Timothée described the arrest as an affront against former President Jean-Bertrand Aristide recalling that the two held a meeting of reconciliation not two weeks before the arrest and that Bélizaire is considered a member of the party.
"We always said that we do not accept the meeting with President Aristide and Mr. Martelly because we knew this meeting would not result in anything but what you saw happen here [arrest of Bélizaire]."
"You have to understand that Mr. Martelly finished meeting with President Aristide and it hasn't been a month and Mr. Martelly goes and arrests a Lavalas deputy in function. This means to say, he knew where he wanted to go with President Aristide."
The party representative, Timothée, found the resolutions passed in the parliament, those calling for the interpellation of members of the Martelly-Conille government, appropriate.
"Today, the chamber of deputies has taken a resolution to not recognize the legitimacy of a series of ministers in power. This is good."
"The senate of the republic, ... they have taken a resolution where they will investigate the nationality of ministers in power. This is good also."

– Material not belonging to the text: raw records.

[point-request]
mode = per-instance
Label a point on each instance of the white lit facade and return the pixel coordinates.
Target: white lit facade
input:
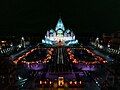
(60, 35)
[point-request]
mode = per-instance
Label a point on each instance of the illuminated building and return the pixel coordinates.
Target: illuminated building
(60, 35)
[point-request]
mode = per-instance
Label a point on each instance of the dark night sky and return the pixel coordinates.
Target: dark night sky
(40, 15)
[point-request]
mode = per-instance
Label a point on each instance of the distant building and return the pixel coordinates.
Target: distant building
(60, 34)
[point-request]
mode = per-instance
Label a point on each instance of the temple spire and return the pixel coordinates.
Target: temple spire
(60, 25)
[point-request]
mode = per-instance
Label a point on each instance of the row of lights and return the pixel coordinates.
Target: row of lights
(98, 59)
(71, 56)
(26, 54)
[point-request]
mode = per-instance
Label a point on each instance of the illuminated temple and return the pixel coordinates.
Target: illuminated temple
(60, 35)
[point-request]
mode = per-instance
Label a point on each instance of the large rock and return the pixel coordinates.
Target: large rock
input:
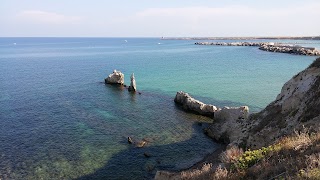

Outside of Fanmi Lavalas, Mr. Timothée has personally expressed concerns about the role of Roro Nelson in the executive.
"Me, personally, I am asking what role Mr. Roro Nelson is playing in the country, because I see he has a convoy, ... he has a number of police in front of him,... a number of cars behind him,.... a number of police behind him."
"I am of the understanding that the constitution does not permit Vice-Presidents,... so he must tell us,... what is he,... is he the Vice-President or something else?"
Fanmi Lavalas says it stands behind the parliament in whatever decision they decide to take, even as far as impeaching the Head of State.
"For all these reasons, we all stand behind the parliament and behind whatever resolution that it takes. Whether it is a resolution to remove Mr. Martelly from power, whether it is a resolution to arrest all of them who hold double nationalities and are doing what they want in the country..."
The representative for Fanmi Lavalas is concerned about the mobilization of the Haitian army and the expenditures of it, as well as others, calling on even the international community to wage an investigation into the Martelly-Conille government's finances.
"...now these guys are bringing up talk about an army. This $95 million dollars,... we have something to say about it. We must ask 'where have these gentlemen found this kind of money?'"
"And we also ask the international community to carry out an investigation into where Mr. Martelly found this money, because he hasn't discussed money with anybody."
"Today, the people live in the streets, ... they are under tents, ... under umbrellas, ... money is being spent... many men are entering their entourage and they are giving them food everyday, they're giving them fresh suits to wear even though the national journal has already said that Mr. Martelly won't take the country anywhere but into the mud..."
Mr. Timothée also criticized the public education program of the president saying:
"...the situation of the people, ... they can't send their kids to school... there is not free education for these children."
President Michel Martelly has called for reconciliation in the month of October by meeting with many of the living former Heads of State. Jean-Bertrand Aristide is a particular president who Martelly had not always seen eye-to-eye.
The Fanmi Lavalas party still remains popular in Haiti but the political party has not been allowed to participate in any elections since the exile of their leader, Jean-Bertrand Aristide, in 2004.